Bekomme den Mist schon seit Wochen, nee Monaten! ohne jemals geantwortet zu haben !!!
Das nervt...


----------



## Aka-Aka (18 Juli 2012)

anne9 schrieb:


> Wenn nicht alle Rufnummern gesperrt werden müssen und ein Abrechnungsverbot dazu ausgesprochen wird, kostet das die Anbieter ja nicht mal ein müdes A....runzeln


ja


> und dann kann man sich die Beschwerde ja auch gleich schenken.


nein


----------



## Teleton (18 Juli 2012)

Aka-Aka schrieb:


> Frage das mal die netten Herren von der BnetzA:
> 512-postfach(at)bnetza.de
> 
> ...
> ...


Lass mich raten. Nur weil jemand 27 mal mit Rufnummern betrogen hat bedeutet das ja nicht dass er es auch bei der 28ten Rufnummer wieder machen wird. Daher bekommen die immer weiter Rufnummern.


----------



## Aka-Aka (18 Juli 2012)

Teleton schrieb:


> Nur weil jemand 27 mal mit Rufnummern betrogen hat bedeutet das ja nicht dass er es auch bei der 28ten Rufnummer wieder machen wird.


Das war doch die Formulierung dieser... dieser... wie hieß sie gleich?

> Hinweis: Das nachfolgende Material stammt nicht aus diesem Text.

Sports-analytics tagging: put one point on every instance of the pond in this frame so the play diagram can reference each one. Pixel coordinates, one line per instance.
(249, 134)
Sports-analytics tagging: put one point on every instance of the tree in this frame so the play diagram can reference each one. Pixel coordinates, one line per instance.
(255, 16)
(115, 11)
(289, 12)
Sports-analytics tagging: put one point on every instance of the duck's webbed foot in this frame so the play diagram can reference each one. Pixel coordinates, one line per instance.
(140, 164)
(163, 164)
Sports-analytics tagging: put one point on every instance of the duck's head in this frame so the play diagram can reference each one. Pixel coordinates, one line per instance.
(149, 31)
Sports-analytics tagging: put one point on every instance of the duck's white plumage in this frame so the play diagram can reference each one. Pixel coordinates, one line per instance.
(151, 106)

Judith Doppelnamenirgendwas?

edit

Frau
Judith Herchenbach-Canarius
Bundesnetzagentur für Elektrizität, Gas,
Telekommunikation, Post und Eisenbahnen
Tulpenfeld 4
53113 Bonn

Ich weiß nicht, wie viel Kohle sie pro Monat als Regierungsdirektorin (A15!) überwiesen *bekommt,* aber ich kann einschätzen, wie viel sie für ihre Rolle bei der BNetzA im Bereich Verbraucherschutz *verdient, *das können viele hier, die schon 2003 dabei waren...

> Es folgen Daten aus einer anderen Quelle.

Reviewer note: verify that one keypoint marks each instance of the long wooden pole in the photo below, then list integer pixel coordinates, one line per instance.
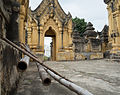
(57, 77)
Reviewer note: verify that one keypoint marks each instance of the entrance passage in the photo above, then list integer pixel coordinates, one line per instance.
(47, 48)
(50, 44)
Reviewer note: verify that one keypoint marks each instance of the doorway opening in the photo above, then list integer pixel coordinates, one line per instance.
(50, 45)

> Zitat von *Judith Herchenbach-Canarius*
> _Ein Inkassoverbot rückwirkend ab Zuteilung der Nummer zu verfügen, sei dagegen nicht möglich, sagt Judith Herchenbach-Canarius, bei der Bundesnetzagentur zuständig für die Verfolgung des Missbrauchs von Mehrwertdiensten. „Es kann ja sein, dass die Nummern zuvor für Zwecke eingesetzt wurden, die rechtens waren.“_


Das ganze System der Regulierung/Kontrolle krankt von Anfang an. Seitens der Politik wirkt das gewollt, nehme ich an, denn so unfähig kann ich mir diese hochbezahlten Beamten einfach nicht denken. Dass die Branche dies so wollte, ist ja belegbar.

Frau Herchenbach-Canarius ist/war Referatsleiterin des Referats 512. (Referat 512 seit Juni 2003 zuständig für die Umsetzung des Gesetzes zur Bekämpfung des Missbrauchs von (0)190er/(0)900er Mehrwertdiensterufnummern)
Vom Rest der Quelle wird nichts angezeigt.